3:06pm: Hotline with Dave Weekley

Judge rules transgender West Virginia athlete should be allowed to run on the girls team

A federal judge has granted a preliminary injunction to allow a transgender middle schooler to run on the cross country team this fall.

Joseph Goodwin

U.S. Circuit Judge Joseph R. Goodwin issued the order Wednesday in the Southern District of West Virginia. Harrison County 11-year-old Becky Pepper-Jackson, along with lawyers from ACLU-West Virginia, had argued that the new law unfairly would have prevented her from participating on the girls cross country team at her school.

Goodwin concluded the new law violates Becky’s rights both under the Equal Protection Clause of the Constitution and under Title IX requirements. The judge noted that the current ruling applies specifically to Becky’s situation and that the constitutional application to other athletes would be explored in later stages of litigation.

Goodwin’s 15-page order dismissed claims that the law was meant to protect the rights of female athletes, saying few transgender students want to participate in team sports in the first place.

“At this point, I have been provided scant evidence that this law addresses any problem at all, let alone an important problem,” Goodwin wrote. “When the government distinguishes between different groups of people, those distinctions must be supported by compelling reasons.”

This year, West Virginia joined dozens of states placing restrictions on transgender athletes’ participation on sports teams.

The new law defines male and female “based solely on the individual’s reproductive biology and genetics at birth.” It says “any student aggrieved by a violation of this section may bring an action” against a county board of education or college “alleged to be responsible for the alleged violation” — intended to allow lawsuits over anyone contending a transgender athlete was gaining advantage in sports.

Advocates for the bill said it would protect young female athletes from competing against stronger athletes who were born male.

Opponents said the bill is discriminatory, mean-spirited, a likely turnoff for business investment and a possible conflict with competition under the NCAA.

The lawsuit was filed against the state Board of Education, state schools Superintendent Clayton Burch, the West Virginia Secondary School Activities Commission, the Harrison County Board of Education and Harrison County Superintendent Dora Stutler. The State of West Virginia, represented by the Attorney General, asked to join and was allowed.

Lawyers for the state had argued that the law does not single out and treat transgender athletes differently.

Instead, lawyers for the state contended, the law doesn’t recognize the young athletes’ transgender status at all. The law recognizes only the sex at birth without taking gender identity into account.

“Indeed, it treats all biological males the same and prohibits them from participating in female sports to protect athletic opportunities for biological females. Therefore, Plaintiff cannot show it discriminates against transgender athletes,” wrote lawyers from the Attorney General’s Office, representing the state.

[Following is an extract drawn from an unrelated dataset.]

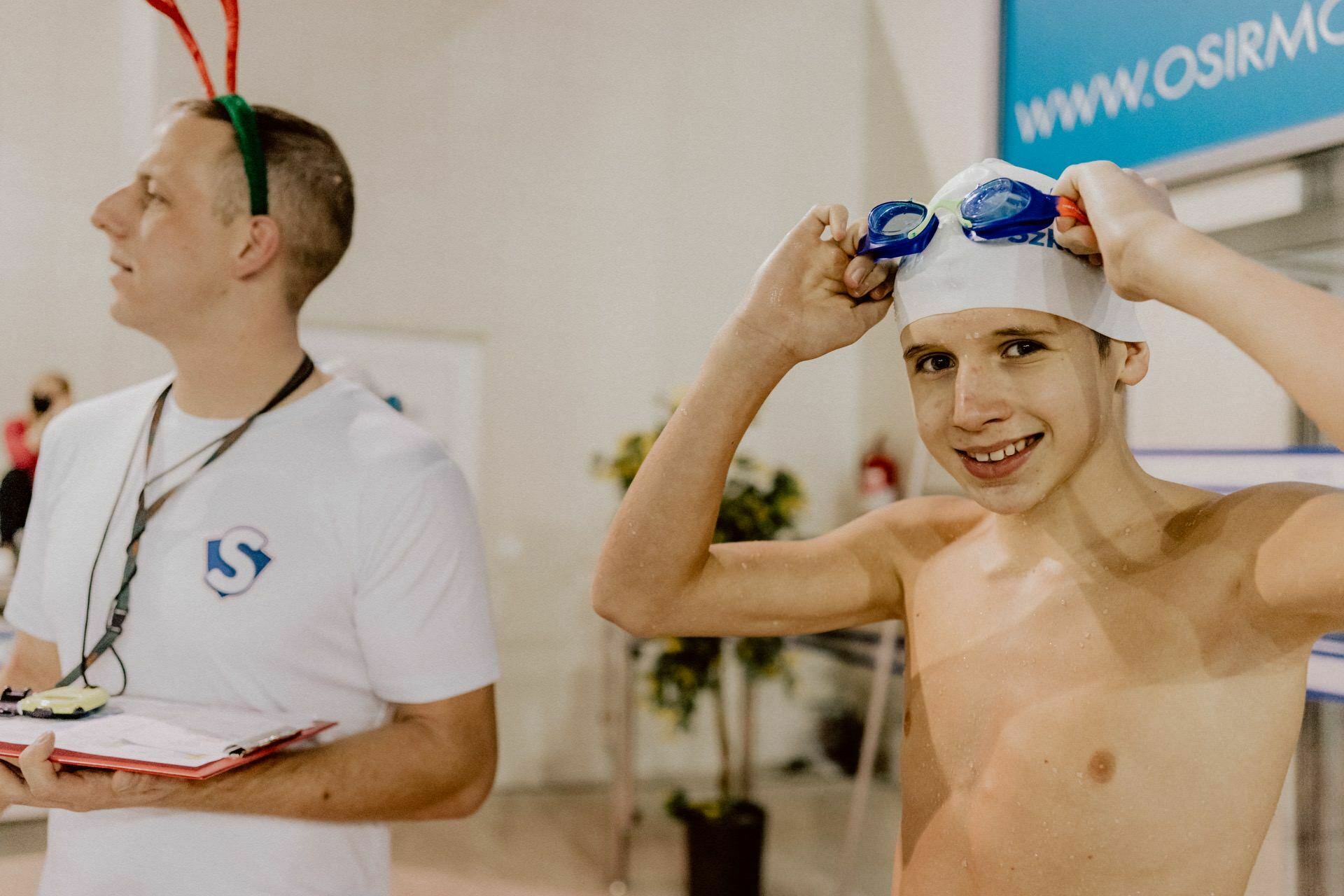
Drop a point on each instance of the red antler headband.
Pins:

Becky Pepper-Jackson was born male but identified as a girl from a very young age, stated the lawsuit filed on her behalf. By third grade, she was living as a girl at home and told her mother and father she did not want to keep going to school dressed as a boy.

Two years ago, she was diagnosed with gender dysphoria and had been receiving puberty-delaying treatment for almost a year when West Virginia passed the bill affecting transgender athletes.

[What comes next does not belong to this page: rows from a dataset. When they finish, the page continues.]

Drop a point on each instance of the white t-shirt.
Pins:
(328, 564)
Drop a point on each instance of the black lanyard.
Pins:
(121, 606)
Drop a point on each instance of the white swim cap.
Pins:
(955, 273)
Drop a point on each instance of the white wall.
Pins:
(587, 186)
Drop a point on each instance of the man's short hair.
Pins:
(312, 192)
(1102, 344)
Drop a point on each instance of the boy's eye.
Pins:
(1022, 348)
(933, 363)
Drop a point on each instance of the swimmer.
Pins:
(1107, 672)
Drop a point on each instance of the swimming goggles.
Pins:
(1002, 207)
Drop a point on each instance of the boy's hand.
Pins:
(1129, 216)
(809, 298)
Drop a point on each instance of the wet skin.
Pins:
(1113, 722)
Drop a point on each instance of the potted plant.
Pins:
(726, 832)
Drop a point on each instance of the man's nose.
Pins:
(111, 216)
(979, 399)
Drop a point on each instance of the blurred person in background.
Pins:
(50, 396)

“While Plaintiff no doubt identifies as female and has taken steps to chemically alter Plaintiff’s adolescent body, Plaintiff will always remain biologically different from females,” wrote lawyers for the state.

Goodwin reached a different conclusion about the effects of the treatment: “As a result, B.P.J. has not undergone and will not undergo endogenous puberty, the process that most young boys undergo that creates the physical advantage warned about by the state.”

Moreover, the judge concluded, permitting Becky to participate on the girls teams would not take away athletic opportunities from other girls. Goodwin noted that transgender people make up less than 1 percent of the adult population and .7 percent of 13- to 17-year-olds.

“The number of transgender people who wish to participate in school-sponsored athletics is even smaller. Insofar as I’m aware, B.P.J. is the only transgender student at her school interested in school-sponsored athletics. Therefore, I cannot find that permitting B.P.J. to participate on the girls’ cross country and track teams would significantly, if at all, prevent other girls from participating,” he wrote.

Gov. Jim Justice

Gov. Jim Justice signed the bill while saying his experience as a girls high school basketball coach led him to conclude allowing transgender athletes to compete on girls teams would result in unfair competition.

“You know, from the standpoint of West Virginia, I don’t think anyone here is discriminating against transgender people,” Justice said in a broad-ranging state briefing late last month.

“My whole thought was one thing. I thought it was terribly, terribly unfair to our girls — kids who were absolutely trying to compete athletically — to be able to try to have to compete against those folks who are transgenders. And I think, really, that’s the whole thing from my standpoint — had nothing to do with discrimination in any way.

“My gosh a livin’, I hope West Virginia is always a very welcoming state and loves everyone, everyone.”